Genetic testing by people at large could lead to a spike in life insurance claims and hit the profits of life insurers, according to a study by the Institute of Actuaries of Australia (IAA).
The study predicts that if 2-5% of the population underwent genetic testing, claims against insurance policies could rise by by 7-17%, triggering a 3-8% decline in profits if all the costs were absorbed by insurers, reported The Australian Financial Review.
"Whilst predictive genetic testing is not an immediate threat to life insurance, it is an area that is fast developing and if such testing were to become widely adopted it is likely to impact the industry," said the IAA's Jessica Chan, a co-author of the report.
Genetic testing would give those tested a picture of their health risks, which life insurers would not necessarily have access to, Ms Chen said.
Insurance claims are expected to rise as a result of genetic testing because self-selection by customers is likely to occur.

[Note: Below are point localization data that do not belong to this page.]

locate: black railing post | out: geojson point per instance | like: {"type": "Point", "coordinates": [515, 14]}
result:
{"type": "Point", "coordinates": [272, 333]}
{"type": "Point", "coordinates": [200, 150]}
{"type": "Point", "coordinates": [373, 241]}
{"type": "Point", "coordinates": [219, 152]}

Individuals who discover they have a low risk of succumbing to illnesses such as heart disease and cancer will be tempted to allow insurance policies to lapse. Individuals with higher risks of contracting debilitating diseases will be more motivated to purchase policies.
The difficulty for insurers is that most genetic testing is 'direct to consumer' and often not in Australia, so it is difficult for companies to determine whether policyholders are being truthful if they deny having had a test.
Currently, only about 0.5% of the population is thought to have had a genetic test to determine the likelihood they would contract a number of common diseases, but the proportion is expected to rise as the cost of the service falls.